A Justiça da Rússia desistiu de processar criminalmente o belarusso Sergei Savelyev, responsável pelo vazamento dos vídeos que denunciam abusos contra presos no sistema prisional russo. O anúncio foi feito na quarta-feira (10) por promotores de Justiça do país, segundo o jornal independente The Moscow Times.
De acordo com a ONG Gulagu.net, que originalmente publicou os vídeos, o promotor da região de Saratov, onde fica um dos presídios alvo de denúncia, ordenou que as acusações fossem retiradas, alegando “ilegalidade e falta de fundamento”. O Ministério do Interior também excluiu da lista de criminosos procurados o nome do belarusso, que atualmente busca asilo na França.
Já o chefe do serviço penitenciário da região de Saratov, Anton Yefarkin, afirmou que 18 funcionários do presídio foram demitidos e 11 enfrentaram medidas disciplinares “rígidas”. Também foram abertos cinco processos criminais em função dos vídeos.
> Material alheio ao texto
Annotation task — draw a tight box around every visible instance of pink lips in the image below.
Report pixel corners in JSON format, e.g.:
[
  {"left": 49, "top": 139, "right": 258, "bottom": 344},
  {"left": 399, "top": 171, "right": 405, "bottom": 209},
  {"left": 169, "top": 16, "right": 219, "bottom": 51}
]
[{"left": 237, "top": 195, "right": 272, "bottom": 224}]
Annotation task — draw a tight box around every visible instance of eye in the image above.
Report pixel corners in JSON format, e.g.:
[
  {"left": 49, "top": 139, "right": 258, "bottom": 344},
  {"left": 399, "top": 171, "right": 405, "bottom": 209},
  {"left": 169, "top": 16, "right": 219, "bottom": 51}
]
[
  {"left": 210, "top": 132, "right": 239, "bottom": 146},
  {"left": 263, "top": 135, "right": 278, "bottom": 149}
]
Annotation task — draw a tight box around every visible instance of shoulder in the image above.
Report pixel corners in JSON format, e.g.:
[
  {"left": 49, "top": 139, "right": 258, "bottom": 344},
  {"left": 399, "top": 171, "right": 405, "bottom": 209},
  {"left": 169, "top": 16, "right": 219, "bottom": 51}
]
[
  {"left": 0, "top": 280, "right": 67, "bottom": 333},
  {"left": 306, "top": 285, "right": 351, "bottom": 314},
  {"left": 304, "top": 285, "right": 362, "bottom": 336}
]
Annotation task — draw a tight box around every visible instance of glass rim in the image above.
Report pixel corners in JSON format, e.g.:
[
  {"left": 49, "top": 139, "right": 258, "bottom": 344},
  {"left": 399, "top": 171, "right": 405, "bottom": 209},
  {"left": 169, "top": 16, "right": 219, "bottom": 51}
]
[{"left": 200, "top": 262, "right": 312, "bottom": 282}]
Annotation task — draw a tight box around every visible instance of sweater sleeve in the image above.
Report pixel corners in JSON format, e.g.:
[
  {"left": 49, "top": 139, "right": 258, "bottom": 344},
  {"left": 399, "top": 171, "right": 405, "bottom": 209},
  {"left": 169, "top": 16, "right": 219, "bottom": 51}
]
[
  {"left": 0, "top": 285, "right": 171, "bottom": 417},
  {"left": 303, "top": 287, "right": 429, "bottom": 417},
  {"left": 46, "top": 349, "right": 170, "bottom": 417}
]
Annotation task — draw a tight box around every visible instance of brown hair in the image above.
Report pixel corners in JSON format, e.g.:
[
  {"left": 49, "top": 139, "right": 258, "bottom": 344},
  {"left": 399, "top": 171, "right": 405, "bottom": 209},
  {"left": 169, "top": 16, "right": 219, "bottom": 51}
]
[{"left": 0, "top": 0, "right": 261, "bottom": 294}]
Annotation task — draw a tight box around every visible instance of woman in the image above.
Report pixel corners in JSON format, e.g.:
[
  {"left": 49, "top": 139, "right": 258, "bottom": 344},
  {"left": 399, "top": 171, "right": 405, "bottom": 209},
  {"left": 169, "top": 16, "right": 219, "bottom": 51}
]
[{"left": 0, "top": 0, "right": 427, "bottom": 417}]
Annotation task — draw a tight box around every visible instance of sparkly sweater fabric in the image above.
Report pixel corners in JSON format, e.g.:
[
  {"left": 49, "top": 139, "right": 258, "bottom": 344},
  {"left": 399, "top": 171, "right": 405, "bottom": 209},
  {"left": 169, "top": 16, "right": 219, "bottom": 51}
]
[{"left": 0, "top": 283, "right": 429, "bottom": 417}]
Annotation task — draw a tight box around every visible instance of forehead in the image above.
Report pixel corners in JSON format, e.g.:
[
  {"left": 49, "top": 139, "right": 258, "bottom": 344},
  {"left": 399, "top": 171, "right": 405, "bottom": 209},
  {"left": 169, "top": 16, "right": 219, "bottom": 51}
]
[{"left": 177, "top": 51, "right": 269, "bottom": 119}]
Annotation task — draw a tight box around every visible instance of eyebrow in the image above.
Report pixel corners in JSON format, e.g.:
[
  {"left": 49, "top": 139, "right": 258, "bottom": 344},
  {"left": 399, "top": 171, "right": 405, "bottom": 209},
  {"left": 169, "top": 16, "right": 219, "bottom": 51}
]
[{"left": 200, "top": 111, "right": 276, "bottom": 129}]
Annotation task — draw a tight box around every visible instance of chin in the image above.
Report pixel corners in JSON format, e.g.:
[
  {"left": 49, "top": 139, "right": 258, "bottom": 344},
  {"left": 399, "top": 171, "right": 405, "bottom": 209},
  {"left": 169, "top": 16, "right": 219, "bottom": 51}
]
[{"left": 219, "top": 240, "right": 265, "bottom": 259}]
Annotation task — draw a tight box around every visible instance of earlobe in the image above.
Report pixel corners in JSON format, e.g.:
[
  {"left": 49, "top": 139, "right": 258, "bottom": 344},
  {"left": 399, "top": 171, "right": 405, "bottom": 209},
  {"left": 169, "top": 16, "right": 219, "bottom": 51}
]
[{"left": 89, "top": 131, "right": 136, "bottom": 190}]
“Estamos fazendo de tudo para resolver as coisas e tirar as conclusões apropriadas”, disse Yefarkin a um canal de televisão estatal. “Tenho certeza de que no futuro isso não se repetirá”.
Entenda o caso
Savelyev é um profissional de TI (tecnologia da informação) e ex-presidiário colocado em liberdade em fevereiro deste ano. Ele enviou à Gulagu.net mais de mil vídeos que mostram prisioneiros sendo espancados e torturados por agentes da FSB (Agência Nacional de Segurança, da sigla em inglês) e do Serviço Prisional Federal (FSIN, da sigla em russo), encontrados quando ele trabalhava com manutenção de computadores na cadeia.
Durante suas atividades, Savelyev teve acesso ao servidor interno da prisão onde estava e também de outras. O material foi salvo em pen drives, que ficaram escondidos enquanto ele cumpria pena. No dia de sua libertação, durante uma revista minuciosa, ele pegou os dispositivos de memória sem ser visto pelos guardas e os levou quando finalmente deixou o presídio.
Segundo a ONG, entre 2018 e 2020, ao menos 200 detentos teriam sido vítimas de tortura e estupro, sendo que as imagens mostram 40 casos. Um dos principais centros de tortura é a Colônia Penal 15, em Angarsk, perto da Mongólia. Lá, os agentes carcerários empreenderam uma campanha de violência desde uma rebelião que ocorreu em abril de 2020, organizada pelos presos justamente em virtude de uma agressão contra um detento.
Novos vídeos
Na terça-feira (9), a Gulagu.net lançou novos vídeos que supostamente mostram mais casos de tortura e estupro em um hospital prisional de Saratov. Seria imagens gravadas entre julho de 2015 e setembro de 2020 na enfermaria que trata presos com tuberculose no presídio OTB-1. As informações são da Radio Free Europe.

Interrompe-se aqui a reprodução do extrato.